Six Tips for Generating Better Ideas (Part 2 of 2)
(Part 1 of 2)
4. Transform data to information. Find skilled professionals who know how to move up the cognitive food chain — from data to information, from information to knowledge, from knowledge to wisdom.
Rather than a group steeped in the state’s health care culture, Romney’s health care reform team was composed of private-sector types from his investment banking circle: Tim Murphy, Kelt Kindick and Brian Wheelan from J.P. Morgan, Bain and Co., and Harvard Business School, respectively. They brought a different skill set, a different language and a different perspective to the problem. The new policy group didn’t have much institutional knowledge, but its members were familiar with examining organizational structures and looking at value streams, and they were used to dealing with complicated finances.
“Leaders coming into government from the private sector have to appreciate that one thing government does quite well is to collect data. There’s tons of it,” said Murphy, who would eventually become Romney’s secretary of health and human services. “The key is being able to translate that data into usable information. To do that, you need to have people who are experienced with analytics, people who understand systems and who can offer suggestions around process changes. Those skills tend to come from certain training grounds — management consulting, investment banking, operations managers.”
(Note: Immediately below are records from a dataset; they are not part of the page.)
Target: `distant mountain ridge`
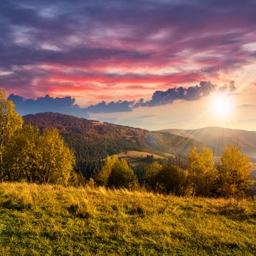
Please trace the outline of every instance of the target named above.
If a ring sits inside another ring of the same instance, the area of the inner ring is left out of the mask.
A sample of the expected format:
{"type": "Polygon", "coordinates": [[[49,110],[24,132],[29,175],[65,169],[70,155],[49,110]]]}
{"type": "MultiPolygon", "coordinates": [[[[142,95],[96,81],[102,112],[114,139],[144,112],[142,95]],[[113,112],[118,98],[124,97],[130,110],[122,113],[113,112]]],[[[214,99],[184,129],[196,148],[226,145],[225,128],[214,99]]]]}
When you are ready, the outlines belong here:
{"type": "Polygon", "coordinates": [[[256,132],[254,131],[214,127],[197,129],[166,129],[159,132],[196,140],[209,148],[215,148],[218,154],[225,146],[238,144],[245,154],[256,159],[256,132]]]}
{"type": "Polygon", "coordinates": [[[150,132],[118,124],[102,123],[57,113],[23,116],[26,124],[39,129],[56,128],[74,149],[78,169],[83,170],[88,161],[102,159],[108,155],[137,151],[185,159],[193,146],[204,145],[195,140],[167,132],[150,132]]]}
5. Get ideas from partners. Give the problem to someone else to solve. Let your network of partners, both governmental and non-governmental, help develop new solutions to old problems. The Connect + Develop strategy used by Procter and Gamble, a leading manufacturer of household and health care products, focuses on establishing networks to leverage the innovation assets of others. When a technology entrepreneur in the company discovered that a Japanese firm was selling melamine foam (traditionally used for soundproofing and insulation) as household sponge, P&G purchased the product from an outside manufacturer and marketed it as Mr. Clean Magic Eraser in the United States and Europe.
P&G developed its elaborate system of scouts, proprietary networks, external networks and suppliers to search for adaptable ideas. The strategy explicitly recognizes that it’s a big world out there. Most solutions already exist — somewhere — and most problems are eminently solvable if you ask the right person.
6. Use mashups. Combine ideas from unrelated fields to create new solutions — free-market environmentalism, for example, to promote acid rain reduction. Another mashup is Virtual Alabama, which merged Google Earth 3-D visualization tools with emergency response data to create a state-of-the-art disaster response system. In our book, we used a mashup approach when we applied the process mapping tools of the manufacturing plant to the world of public policy, which provided valuable insights into the challenges facing government.
Overcoming the Tolstoy syndrome is all about listening. If we think we know the answer, we close off avenues of exploration. We ignore evidence that conflicts with our theories. We don’t invite people with different skill sets to apply their unique combination of knowledge, wisdom and experience to work with us.
Beating the Tolstoy syndrome means breaking across all kinds of boundaries: professional, psychological, organizational. It means economists weighing in on world hunger and management consultants reforming health care. It means letting your customers design your products, letting frontline workers set your policies and letting the private sector help solve public problems. It means the federal government allowing states to experiment, and it means Republicans working with Democrats.
Beating the Tolstoy syndrome requires being open to painful feedback. Doing so can prevent your idea from being tested very publicly in the real world with far more painful results. Thirty-five years later, you can still buy WIN buttons on eBay. Nobody wants that to be their legacy, do they?